Skip to main content

Are you a good poker player, Commander?

Star Cops
4. Trivial Games and Paranoid Pursuits

Another great Boucher title, and (fanfare) the first episode directed by Graeme “Graybags” Harper. Suddenly there are scenes shrouded in semi-darkness, the Moonbase isn’t floodlit and everything from video monitors (from the other side looking out, effects-enhanced) to camera placements (An overhead shot! A conversation reflected in a shaving mirror!) have care and thought attached. Add in a sterling performance from Daniel Benzali (a veteran of both The X-Files and Season One of Murder One) firing sparks of Calder, and you have a piece that is a step up on every level.


Krivenko: Why are you so unfriendly?
Devis: Maybe because you’re not.
Krivenko: Have you always been so paranoid?
Devis: Have you always been so nosey?
Krivenko: Curiously is what makes me a scientist.
Devis: Suspicion is what makes me a policeman.
Krivenko: Then we have nothing to say to each other.
Devis: I think that just about says it all.


Well, almost. New Moonbase commander Alexander Krivenko Jonathan Adams really loves his hammy Russian accent, and isn’t all that far from The Invisible Enemy’s Professor Marius for comically exaggerated foreign scientists. He’s entertaining (at this stage), though, and that’s an important get out. If he were dull and rigid he’d just go down on the growing list of Star Cops stereotypes. His interaction with Devis (who has no one to be sexist towards for most of the duration) is some of the most enjoyable in the episode where Benzali’s Commander Griffin isn’t involved (the only unfortunate aspect of the above exchange is the wah-wah joke music that concludes it).

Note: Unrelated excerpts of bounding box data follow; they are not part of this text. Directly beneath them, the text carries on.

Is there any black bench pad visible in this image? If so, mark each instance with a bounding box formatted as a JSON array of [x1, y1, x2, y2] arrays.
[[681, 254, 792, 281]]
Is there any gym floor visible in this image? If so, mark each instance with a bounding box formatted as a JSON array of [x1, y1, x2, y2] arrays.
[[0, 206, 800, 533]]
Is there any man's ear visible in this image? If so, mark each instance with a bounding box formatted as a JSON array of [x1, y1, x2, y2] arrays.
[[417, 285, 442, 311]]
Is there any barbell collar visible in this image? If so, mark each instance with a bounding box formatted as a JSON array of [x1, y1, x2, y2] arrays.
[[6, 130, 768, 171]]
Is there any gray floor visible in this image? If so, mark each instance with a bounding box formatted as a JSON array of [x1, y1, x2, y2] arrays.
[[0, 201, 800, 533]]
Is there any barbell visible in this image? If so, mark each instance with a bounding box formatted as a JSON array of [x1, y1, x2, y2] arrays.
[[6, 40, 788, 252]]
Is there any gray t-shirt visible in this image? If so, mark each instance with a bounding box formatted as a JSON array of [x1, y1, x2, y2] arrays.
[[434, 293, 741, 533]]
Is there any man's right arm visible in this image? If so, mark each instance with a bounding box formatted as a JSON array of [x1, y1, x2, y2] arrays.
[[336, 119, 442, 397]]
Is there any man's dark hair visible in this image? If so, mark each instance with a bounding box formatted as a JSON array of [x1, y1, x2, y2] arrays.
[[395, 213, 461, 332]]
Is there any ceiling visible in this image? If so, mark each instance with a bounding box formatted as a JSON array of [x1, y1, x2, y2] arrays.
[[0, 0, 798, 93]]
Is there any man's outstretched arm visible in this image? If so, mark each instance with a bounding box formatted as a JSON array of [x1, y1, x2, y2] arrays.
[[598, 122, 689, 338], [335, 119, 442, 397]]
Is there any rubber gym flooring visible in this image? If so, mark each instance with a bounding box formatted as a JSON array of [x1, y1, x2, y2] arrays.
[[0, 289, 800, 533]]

Spring: Since I sacked Inspector Hubble, your State Department can’t seem to make up its mind if I’m the Anti-Christ or anti-American.
Griffin: Same thing.

Griffin is as much of a broad stereotype, complete with cigar. But Benzali is such a pro you’d hardly notice. He even gives his character’s rampant sexism some flair, although it’s a little alarming to hear his innuendo on having Kenzy on the pool table of his Ronald Reagan space station (in light of the following year's The Accused particularly so). Kenzy has wangled her way off desk duty, to Spring’s disdain (“That bloody woman. That woman is a menace”).

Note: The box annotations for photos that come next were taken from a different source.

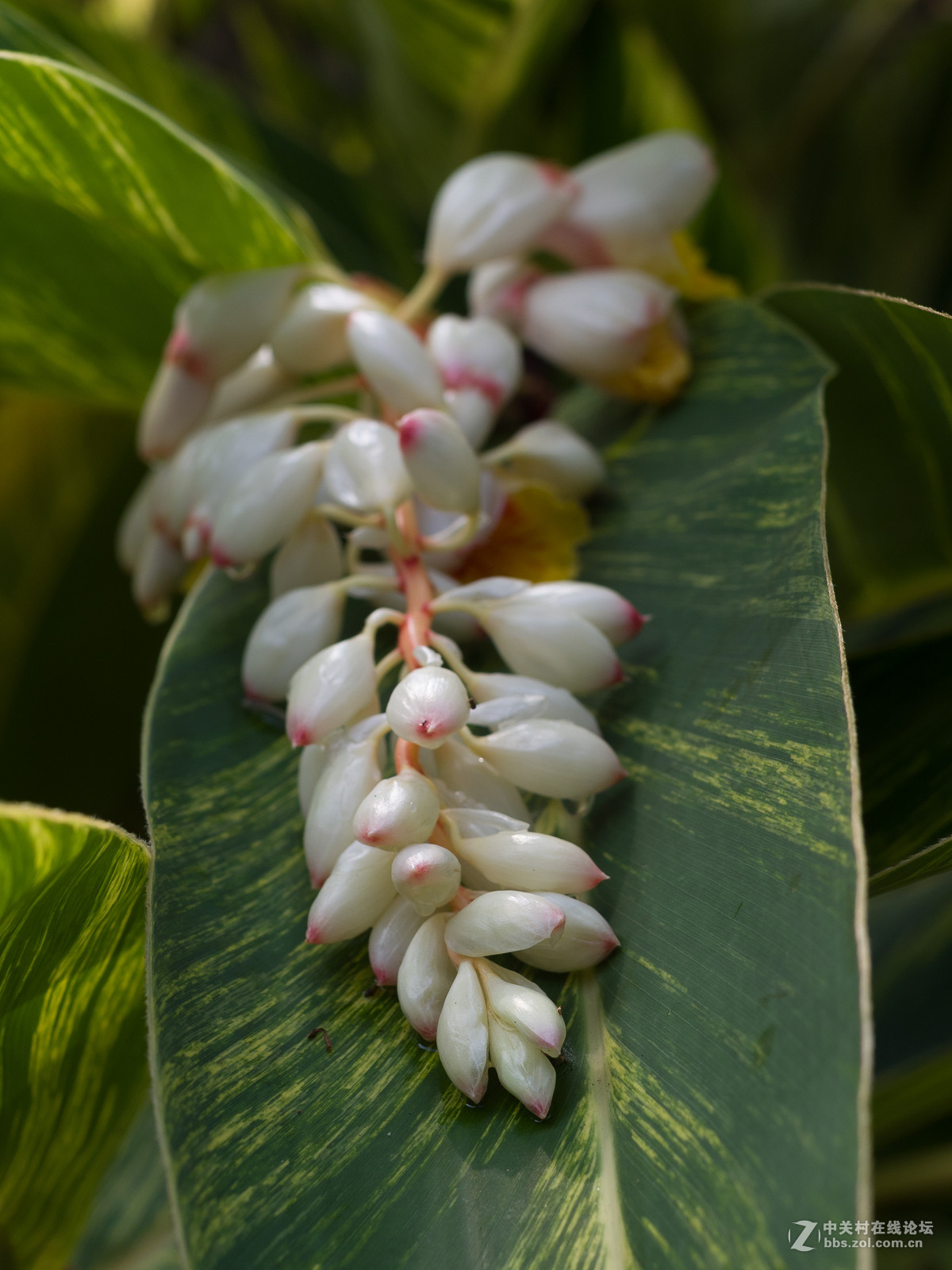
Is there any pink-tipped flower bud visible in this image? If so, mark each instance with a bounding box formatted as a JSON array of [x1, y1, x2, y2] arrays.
[[427, 314, 522, 449], [484, 419, 605, 498], [472, 719, 624, 799], [367, 895, 425, 988], [138, 265, 303, 459], [347, 310, 443, 414], [447, 891, 565, 956], [436, 960, 489, 1103], [324, 419, 411, 512], [489, 1011, 555, 1120], [523, 269, 675, 379], [205, 344, 294, 423], [480, 965, 565, 1058], [211, 441, 326, 568], [466, 672, 601, 735], [396, 914, 455, 1040], [241, 582, 347, 701], [397, 409, 482, 516], [307, 842, 395, 944], [459, 832, 608, 894], [353, 768, 440, 851], [387, 665, 470, 749], [551, 132, 717, 265], [433, 741, 529, 821], [516, 893, 618, 973], [269, 510, 344, 599], [524, 579, 645, 644], [424, 154, 578, 273], [305, 715, 381, 887], [271, 282, 377, 375], [287, 631, 377, 746], [391, 842, 461, 917]]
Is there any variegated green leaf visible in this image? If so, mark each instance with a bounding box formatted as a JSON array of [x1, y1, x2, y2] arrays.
[[0, 802, 148, 1270], [0, 52, 320, 405], [144, 303, 871, 1270]]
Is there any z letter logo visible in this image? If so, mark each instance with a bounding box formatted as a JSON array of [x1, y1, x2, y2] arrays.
[[787, 1222, 816, 1253]]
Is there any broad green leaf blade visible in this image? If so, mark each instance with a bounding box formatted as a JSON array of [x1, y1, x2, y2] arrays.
[[0, 802, 148, 1270], [849, 637, 952, 891], [766, 284, 952, 652], [0, 52, 319, 405], [144, 303, 869, 1270]]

Boucher doesn’t necessarily time his reveals quite well enough. It might be that he needs 90 minutes to allow his plots develop towards a finessed conclusion. Here, Griffin and his second Lennox (Robert Jezek) discuss the fate of missing blood specialist Dr Goodman, helpfully revealing matters to the viewer before Spring gets the chance. Which feels like a bit of rush to the end, based on the idea that Spring is clever enough to have worked it all out (this might fit into the gamesmanship/bluffing theme, except that Spring isn't as calculating as Griffin thinks).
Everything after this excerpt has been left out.